Purchases of primary or secondary government securities were not included in the powers originally delegated to the Federal Reserve, with one exception.  In order to retire the debt backed inelastic reserve currency consisting of National Bank Notes, United States Notes, and the Treasury Notes of 1890, and replace them with an elastic, asset-backed currency (Federal Reserve Notes), the Federal Reserve was empowered to purchase government bonds held by the commercial banks (secondary issues) to back their note issues, and gradually replace the government debt backing with private sector asset backing.  This program terminated in 1938.
$1 U.S. Note with picture of Chase (who wanted to be president)
This, however, was still not money creation, for the government debt — bills of credit — was already money, i.e., previously accepted securities.  The Federal Reserve does not have the power, delegated or otherwise, under the Constitution to create money by accepting primary issuances directly from the government and using them to back note issues or demand deposits, any more than the government can constitutionally issue currency and spend it into circulation directly — although that is, in fact, what Salmon P. Chase did when he invented the United States Notes (Greenbacks) to finance the Civil War, and spent the gold he obtained on loan from the commercial banks instead of holding it as agreed to redeem the note issues.

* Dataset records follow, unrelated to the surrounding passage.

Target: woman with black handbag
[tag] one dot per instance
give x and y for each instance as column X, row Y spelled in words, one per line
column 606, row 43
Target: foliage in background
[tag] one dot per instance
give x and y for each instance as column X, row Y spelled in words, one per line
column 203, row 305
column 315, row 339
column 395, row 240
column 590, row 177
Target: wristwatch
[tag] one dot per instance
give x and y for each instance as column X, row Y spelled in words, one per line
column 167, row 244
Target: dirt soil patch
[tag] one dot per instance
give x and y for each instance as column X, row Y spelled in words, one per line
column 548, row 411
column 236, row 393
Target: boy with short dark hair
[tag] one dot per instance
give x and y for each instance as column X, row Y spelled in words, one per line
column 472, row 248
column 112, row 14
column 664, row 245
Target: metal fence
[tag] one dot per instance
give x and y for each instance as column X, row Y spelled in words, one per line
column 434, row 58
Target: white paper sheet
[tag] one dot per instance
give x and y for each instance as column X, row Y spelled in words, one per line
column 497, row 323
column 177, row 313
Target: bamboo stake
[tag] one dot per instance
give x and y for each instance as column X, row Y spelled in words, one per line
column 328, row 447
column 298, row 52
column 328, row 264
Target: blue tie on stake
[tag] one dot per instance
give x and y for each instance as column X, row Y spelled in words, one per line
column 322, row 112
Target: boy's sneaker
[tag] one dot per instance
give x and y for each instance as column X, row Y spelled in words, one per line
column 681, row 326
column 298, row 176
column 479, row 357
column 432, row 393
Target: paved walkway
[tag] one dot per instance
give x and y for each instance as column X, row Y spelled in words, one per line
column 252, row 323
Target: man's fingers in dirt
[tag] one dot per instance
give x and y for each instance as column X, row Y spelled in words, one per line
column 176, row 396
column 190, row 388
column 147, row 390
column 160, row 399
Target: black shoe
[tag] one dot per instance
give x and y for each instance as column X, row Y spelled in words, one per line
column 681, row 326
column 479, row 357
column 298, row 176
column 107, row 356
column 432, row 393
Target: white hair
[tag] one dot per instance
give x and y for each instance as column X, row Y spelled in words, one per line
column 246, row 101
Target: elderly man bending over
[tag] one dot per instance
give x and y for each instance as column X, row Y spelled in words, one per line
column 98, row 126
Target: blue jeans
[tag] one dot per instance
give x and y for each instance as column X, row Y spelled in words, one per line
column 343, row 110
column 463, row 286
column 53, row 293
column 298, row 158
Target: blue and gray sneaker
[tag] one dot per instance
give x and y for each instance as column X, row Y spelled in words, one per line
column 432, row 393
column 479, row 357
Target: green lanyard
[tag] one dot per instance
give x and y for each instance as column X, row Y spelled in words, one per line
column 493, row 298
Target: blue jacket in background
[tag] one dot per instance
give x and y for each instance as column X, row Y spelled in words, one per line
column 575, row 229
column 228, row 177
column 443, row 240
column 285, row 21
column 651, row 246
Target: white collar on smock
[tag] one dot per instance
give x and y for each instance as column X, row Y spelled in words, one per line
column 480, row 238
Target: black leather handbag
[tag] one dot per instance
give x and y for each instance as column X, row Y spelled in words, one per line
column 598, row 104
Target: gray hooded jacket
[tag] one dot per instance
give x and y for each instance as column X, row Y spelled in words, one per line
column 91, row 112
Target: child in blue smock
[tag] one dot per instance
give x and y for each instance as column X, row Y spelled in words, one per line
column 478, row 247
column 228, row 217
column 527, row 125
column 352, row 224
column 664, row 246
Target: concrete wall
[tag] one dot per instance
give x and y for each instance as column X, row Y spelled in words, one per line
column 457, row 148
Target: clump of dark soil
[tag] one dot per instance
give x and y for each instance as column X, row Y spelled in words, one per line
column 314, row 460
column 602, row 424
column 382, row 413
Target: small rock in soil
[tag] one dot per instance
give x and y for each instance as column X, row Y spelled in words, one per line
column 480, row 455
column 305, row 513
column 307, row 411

This is why the Treasury and the Federal Reserve maintain the fiction that the Federal Reserve deals only in secondary government securities on the open market: The Federal Reserve is strictly prohibited from dealing in primary government securities in any market, but can — through a loophole — deal in secondary issues, thereby technically not creating money because the brokers who accepted the primary issuances from the Treasury in the first place are doing that, holding them for a microsecond, and then offering the “existing money” created by their acceptance on the presumably “open market” having turned them into secondary issuances by their initial acceptance.
How Congress currently creates money
The bottom line is that Congress is currently “creating money” only by sleight-of-hand through exploiting a loophole that should have been plugged nearly eighty years ago, and is acting unconstitutionally in doing so.  Money can only legitimately be created by anyone when there are either already existing assets to be monetized, or when assets will be put in place by the creation of the money itself; there must always be assets owned by the issuer — not liabilities — to back all money that is created.
Note also that under the Capital Homesteading proposal, all new money created by the Federal Reserve will be done in ways that create new owners of productive assets, although there will be no discrimination; every child, woman, and man will receive the equal right to participate in money creation to finance new capital formation and thus become an owner of productive assets on equal terms with everyone else, regardless whether one has nothing, or a fortune that dwarfs that of Bill Gates.